You think it’s a wonder to have received such a delicious cup of coffee for so small a price, but you know you are, again, thinking in American, where maximizing any and every chance of profit is commonplace. There’s no trace of that here, in this little eastern-centered town of Umbria, where time is like a pendulum as it swings from fast moments like these to the slowness of siesta, from the cars zipping down the streets to the three-hour four-course meals at dinner. You think you might be beginning to understand it all, though, these conflicting moments, these seemingly backward timeframes. There’s something about it that feels so incomprehensibly human, as the Italians have perfected simplicity, honor it every day, in terms of their own effortless desires. So when you’re an American and you order a coffee in Italy, you’re not really ordering a coffee. You’re ordering a moment, a thread in the complicated tapestry that is everyday life in this beautiful country.

I really love this part: “So when you’re an American and you order a coffee in Italy, you’re not really ordering a coffee.

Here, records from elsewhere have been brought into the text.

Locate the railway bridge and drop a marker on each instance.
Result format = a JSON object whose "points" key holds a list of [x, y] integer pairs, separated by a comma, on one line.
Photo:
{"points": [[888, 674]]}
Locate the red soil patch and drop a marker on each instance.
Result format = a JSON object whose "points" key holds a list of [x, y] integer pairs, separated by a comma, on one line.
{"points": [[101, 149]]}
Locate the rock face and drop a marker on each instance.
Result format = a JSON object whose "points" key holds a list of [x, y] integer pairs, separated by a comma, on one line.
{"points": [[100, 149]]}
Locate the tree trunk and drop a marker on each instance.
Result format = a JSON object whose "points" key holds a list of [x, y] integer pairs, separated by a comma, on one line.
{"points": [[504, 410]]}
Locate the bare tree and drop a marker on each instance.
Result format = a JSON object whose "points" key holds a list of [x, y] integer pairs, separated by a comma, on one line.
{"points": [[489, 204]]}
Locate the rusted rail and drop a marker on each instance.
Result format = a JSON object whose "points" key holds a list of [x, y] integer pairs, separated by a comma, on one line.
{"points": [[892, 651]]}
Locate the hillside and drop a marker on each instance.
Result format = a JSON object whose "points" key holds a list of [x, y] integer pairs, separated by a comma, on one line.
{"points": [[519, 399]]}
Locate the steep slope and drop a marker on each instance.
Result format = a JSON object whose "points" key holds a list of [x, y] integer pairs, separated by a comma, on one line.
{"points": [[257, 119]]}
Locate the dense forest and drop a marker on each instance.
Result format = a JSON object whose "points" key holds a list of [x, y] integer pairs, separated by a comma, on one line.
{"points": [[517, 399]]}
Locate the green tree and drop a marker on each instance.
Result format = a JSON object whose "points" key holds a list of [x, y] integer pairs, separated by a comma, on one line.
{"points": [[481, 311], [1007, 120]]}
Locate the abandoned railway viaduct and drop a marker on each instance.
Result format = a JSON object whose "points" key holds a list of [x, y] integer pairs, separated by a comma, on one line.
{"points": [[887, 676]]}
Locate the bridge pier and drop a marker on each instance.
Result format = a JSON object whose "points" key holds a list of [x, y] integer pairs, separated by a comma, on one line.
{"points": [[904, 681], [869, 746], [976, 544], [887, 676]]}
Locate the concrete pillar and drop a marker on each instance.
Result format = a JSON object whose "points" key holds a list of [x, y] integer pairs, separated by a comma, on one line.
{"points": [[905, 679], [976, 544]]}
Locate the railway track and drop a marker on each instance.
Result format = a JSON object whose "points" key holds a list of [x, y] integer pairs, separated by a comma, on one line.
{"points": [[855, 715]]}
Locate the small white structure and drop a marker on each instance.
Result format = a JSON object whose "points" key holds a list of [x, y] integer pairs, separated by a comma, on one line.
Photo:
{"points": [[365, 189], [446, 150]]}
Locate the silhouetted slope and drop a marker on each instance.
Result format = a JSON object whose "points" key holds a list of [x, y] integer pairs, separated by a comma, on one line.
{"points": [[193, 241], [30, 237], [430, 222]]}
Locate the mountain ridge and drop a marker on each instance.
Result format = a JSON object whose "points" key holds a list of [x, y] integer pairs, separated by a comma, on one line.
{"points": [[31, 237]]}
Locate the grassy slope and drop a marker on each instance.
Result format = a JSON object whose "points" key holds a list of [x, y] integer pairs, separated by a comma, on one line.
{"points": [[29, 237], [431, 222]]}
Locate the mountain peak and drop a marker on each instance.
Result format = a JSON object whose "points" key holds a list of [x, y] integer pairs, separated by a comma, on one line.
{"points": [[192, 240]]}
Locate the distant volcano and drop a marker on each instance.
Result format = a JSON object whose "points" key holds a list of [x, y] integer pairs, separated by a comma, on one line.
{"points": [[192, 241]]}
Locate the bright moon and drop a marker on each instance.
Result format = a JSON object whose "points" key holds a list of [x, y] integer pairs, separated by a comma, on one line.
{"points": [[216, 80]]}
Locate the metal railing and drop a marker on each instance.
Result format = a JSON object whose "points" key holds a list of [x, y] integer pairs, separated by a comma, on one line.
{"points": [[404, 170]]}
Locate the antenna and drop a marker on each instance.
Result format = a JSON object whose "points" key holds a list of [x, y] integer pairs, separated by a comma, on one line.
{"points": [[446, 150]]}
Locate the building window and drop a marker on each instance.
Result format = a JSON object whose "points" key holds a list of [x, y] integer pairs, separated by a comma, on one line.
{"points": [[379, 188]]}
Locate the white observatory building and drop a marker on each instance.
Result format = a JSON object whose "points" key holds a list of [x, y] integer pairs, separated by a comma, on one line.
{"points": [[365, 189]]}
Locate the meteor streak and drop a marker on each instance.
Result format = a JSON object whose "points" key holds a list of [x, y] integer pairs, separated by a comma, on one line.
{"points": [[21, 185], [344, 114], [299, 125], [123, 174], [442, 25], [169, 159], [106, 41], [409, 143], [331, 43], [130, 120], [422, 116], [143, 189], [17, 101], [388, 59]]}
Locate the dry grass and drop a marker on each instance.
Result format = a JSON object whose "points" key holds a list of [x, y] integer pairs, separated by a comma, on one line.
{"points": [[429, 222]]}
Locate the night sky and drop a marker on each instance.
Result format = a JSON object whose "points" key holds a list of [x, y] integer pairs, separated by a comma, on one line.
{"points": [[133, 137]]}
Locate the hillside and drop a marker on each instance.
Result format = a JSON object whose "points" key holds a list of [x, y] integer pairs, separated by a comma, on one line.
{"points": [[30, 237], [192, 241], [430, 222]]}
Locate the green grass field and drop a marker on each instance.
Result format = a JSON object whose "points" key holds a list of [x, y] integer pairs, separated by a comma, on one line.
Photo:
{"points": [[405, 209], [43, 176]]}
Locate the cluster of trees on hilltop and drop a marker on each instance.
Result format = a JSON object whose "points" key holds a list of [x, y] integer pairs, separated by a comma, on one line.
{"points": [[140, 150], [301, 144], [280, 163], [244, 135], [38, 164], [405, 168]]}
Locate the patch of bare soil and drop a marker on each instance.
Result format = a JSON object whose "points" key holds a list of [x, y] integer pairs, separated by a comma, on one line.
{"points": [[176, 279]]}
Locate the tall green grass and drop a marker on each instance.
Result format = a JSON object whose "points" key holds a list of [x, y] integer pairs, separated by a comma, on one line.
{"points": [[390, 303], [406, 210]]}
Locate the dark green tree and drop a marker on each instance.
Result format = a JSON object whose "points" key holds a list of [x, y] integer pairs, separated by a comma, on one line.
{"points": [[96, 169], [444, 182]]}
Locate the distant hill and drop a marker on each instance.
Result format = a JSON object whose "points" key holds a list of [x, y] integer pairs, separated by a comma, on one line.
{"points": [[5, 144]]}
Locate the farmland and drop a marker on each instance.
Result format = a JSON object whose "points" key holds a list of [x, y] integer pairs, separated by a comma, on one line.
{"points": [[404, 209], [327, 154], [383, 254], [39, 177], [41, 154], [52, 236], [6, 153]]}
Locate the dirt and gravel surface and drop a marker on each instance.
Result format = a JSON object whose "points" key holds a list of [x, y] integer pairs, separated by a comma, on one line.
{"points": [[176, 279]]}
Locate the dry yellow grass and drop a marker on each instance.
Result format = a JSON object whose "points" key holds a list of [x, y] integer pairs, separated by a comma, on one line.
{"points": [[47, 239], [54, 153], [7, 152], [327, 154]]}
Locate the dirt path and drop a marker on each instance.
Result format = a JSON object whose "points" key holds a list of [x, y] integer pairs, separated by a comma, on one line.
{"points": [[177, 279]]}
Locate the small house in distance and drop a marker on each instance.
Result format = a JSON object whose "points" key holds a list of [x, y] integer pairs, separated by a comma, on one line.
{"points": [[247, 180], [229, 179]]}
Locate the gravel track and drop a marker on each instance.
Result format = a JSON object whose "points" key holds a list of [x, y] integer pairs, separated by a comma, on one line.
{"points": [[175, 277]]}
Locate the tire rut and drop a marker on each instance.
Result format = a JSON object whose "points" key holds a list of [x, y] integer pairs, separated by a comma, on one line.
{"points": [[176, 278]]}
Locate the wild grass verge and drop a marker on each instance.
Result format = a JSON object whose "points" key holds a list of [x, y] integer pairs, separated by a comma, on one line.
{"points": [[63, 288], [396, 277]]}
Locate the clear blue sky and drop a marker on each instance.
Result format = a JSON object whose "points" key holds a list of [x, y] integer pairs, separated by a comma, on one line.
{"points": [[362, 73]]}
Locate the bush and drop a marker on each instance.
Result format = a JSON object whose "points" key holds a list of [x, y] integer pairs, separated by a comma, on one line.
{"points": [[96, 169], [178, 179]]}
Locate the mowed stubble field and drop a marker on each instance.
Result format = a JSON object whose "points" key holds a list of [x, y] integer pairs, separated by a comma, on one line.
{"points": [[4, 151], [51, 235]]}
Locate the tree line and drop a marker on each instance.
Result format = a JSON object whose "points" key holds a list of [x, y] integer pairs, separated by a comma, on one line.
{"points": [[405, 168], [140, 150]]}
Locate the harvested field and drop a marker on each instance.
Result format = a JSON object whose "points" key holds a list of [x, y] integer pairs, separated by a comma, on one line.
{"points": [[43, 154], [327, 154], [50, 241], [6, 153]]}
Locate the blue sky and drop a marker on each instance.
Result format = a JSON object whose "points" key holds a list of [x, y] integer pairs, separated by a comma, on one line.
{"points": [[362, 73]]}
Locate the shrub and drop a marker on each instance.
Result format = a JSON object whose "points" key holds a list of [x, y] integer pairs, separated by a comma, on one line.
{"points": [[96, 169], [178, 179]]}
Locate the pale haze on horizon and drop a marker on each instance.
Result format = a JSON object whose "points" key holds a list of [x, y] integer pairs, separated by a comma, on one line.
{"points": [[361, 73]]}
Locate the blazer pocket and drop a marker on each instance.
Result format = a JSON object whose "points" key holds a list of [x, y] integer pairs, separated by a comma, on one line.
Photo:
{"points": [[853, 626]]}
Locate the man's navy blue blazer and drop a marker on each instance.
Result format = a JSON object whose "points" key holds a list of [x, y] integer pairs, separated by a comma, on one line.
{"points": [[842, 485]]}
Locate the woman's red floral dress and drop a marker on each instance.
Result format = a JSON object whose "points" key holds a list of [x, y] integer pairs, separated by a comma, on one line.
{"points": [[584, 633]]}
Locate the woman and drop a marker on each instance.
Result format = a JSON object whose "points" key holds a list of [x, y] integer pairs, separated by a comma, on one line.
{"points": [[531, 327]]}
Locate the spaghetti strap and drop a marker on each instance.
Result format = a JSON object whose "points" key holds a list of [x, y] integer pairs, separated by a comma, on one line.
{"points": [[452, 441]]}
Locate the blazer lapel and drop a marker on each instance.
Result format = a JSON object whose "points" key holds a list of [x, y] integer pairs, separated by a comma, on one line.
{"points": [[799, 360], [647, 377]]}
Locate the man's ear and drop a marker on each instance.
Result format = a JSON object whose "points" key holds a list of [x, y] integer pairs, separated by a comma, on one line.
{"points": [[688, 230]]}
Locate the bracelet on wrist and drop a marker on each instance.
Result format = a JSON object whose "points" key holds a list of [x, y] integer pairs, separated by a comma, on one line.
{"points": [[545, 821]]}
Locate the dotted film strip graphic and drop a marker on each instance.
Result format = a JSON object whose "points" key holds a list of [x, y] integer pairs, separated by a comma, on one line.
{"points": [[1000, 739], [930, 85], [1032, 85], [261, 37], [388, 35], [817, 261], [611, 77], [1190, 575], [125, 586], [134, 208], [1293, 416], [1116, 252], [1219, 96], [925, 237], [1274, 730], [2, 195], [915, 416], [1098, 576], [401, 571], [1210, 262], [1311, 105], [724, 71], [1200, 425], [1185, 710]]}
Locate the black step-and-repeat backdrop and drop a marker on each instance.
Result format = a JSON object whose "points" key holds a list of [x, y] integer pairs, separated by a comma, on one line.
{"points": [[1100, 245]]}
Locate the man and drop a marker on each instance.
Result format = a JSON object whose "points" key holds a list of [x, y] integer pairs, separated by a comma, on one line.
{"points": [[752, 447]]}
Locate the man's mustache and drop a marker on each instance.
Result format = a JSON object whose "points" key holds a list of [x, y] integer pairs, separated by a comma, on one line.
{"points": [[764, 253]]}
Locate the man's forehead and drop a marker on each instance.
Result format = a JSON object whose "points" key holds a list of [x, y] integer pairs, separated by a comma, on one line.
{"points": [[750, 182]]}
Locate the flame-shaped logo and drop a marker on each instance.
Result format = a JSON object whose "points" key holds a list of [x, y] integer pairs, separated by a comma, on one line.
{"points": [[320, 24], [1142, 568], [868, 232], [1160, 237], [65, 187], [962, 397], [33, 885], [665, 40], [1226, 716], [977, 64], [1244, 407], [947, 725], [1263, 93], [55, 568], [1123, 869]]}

You’re ordering a moment, a thread in the complicated tapestry that is everyday life in this beautiful country.”
You might play up the contrasts more: how the coffee experience in America reflects American ideology of individual choice: so many syrups, combos, milks, etc. And we pay for that choice. Almost like our coffee set-up is part of a personal branding scheme. In Spoleto, a cappuccino is a little over a Euro. It has been for a while–despite inflation. Cristiana says they don’t mess with bread and coffee! You might give a deeper sense of place (name of town, description, name of cafe, description). The lack of branding in the cafe is also fascinating–it’s just the little “pavone” on the sign (if this is the cafe you’re talking about).
Also, in Italy, you generally drink/eat your order first, and then pay at the end. In the US they want to get paid up front!
Another thing you might explore–how cafes here are both fast and extremely social–few people sit, everyone just sort of bellies up to the bar, there’s no line, you just order and they put your plate down–like it’s reserving a spot for your eventual espresso.
This is all to say that there’s more to be done with the sense of contrast here–cultural, corporate, etc, that you already start of suggest.